Mackenzie Darragh

Personal information
- Nickname: Mack
- National team: Canada
- Born: December 8, 1993 (age 32) Mississauga, Ontario, Canada

Sport
- Sport: Swimming
- Club: Toronto Titans (ISL 2020); NY Breakers (ISL 2019)

Medal record
Men's swimming
Representing Canada
World Junior Championships
| Bronze medal – third place | 2011 Lima | 200 m butterfly |

= Mackenzie Darragh =

Canadian competitive swimmer

Mackenzie "Mack" Darragh (born December 8, 1993) is a Canadian competitive swimmer. He holds the Canadian record for the 200 m butterfly.

==Career==
=== International Swimming League ===
Darragh signed to the NY Breakers for the ISL's inaugural season. In spring 2020, Darragh signed for Toronto Titans in their first ISL season.
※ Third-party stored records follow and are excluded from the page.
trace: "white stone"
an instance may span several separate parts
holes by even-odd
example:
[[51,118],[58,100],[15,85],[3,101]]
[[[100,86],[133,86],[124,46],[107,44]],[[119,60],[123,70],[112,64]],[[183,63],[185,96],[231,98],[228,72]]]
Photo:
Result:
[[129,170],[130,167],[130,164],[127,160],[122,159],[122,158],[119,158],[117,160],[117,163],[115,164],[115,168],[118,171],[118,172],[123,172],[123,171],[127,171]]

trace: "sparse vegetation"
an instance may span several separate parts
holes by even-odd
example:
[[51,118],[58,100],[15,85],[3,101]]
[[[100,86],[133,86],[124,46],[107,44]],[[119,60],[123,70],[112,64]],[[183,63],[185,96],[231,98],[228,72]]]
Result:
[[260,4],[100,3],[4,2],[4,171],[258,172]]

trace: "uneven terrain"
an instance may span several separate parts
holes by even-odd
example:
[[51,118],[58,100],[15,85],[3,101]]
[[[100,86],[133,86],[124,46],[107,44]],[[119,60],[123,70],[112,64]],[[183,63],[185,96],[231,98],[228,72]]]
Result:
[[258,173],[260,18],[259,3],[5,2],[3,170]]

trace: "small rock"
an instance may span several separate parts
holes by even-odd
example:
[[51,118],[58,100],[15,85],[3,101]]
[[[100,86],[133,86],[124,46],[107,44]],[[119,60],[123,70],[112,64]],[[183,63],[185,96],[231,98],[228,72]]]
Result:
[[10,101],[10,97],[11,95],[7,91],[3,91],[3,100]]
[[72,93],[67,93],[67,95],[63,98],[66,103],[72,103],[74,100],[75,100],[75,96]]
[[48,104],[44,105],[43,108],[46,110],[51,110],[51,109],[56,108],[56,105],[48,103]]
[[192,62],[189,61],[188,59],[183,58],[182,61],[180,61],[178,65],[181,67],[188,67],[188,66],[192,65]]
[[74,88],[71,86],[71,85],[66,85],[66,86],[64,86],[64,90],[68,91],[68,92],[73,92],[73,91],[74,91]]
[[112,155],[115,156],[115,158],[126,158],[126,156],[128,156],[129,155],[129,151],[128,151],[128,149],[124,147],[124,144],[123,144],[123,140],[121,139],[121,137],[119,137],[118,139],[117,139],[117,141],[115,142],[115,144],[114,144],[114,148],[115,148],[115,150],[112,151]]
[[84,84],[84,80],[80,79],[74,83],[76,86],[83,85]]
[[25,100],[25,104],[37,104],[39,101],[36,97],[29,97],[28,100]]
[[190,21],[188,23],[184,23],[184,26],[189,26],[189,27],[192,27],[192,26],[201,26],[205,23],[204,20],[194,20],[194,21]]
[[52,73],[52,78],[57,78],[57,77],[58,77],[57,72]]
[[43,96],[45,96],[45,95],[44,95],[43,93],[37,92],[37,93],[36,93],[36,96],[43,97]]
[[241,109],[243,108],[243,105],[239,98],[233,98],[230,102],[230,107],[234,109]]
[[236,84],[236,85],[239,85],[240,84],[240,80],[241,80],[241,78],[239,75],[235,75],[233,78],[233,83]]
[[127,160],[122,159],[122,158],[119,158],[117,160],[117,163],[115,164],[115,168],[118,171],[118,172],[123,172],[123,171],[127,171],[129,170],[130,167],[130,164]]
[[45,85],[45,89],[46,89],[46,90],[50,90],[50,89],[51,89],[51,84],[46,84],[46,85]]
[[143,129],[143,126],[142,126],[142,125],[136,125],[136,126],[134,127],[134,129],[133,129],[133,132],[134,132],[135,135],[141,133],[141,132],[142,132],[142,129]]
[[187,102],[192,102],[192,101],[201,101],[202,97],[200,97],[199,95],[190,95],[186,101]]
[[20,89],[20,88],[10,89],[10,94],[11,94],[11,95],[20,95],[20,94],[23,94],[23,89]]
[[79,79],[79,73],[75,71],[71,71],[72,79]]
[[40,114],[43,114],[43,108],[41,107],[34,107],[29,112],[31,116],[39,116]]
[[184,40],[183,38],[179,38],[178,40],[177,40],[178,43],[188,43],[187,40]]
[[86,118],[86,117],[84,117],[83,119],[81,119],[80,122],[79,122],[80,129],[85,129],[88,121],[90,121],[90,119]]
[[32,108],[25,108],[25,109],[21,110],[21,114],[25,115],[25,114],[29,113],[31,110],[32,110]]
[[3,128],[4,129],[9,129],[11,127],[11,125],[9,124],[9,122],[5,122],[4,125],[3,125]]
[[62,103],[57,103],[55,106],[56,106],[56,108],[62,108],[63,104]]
=== World Championships ===
In 2016, Darragh was named to Canada's Olympic team for the 2016 Summer Olympics.
At the 2011 World Junior Swimming Championships in Lima, Peru, Darragh won the bronze medal in 200 m butterfly.

=== Other ===
In September 2017, Darragh was named to Canada's 2018 Commonwealth Games team.
Darragh was awarded All-American for 200 m butterfly in 2015.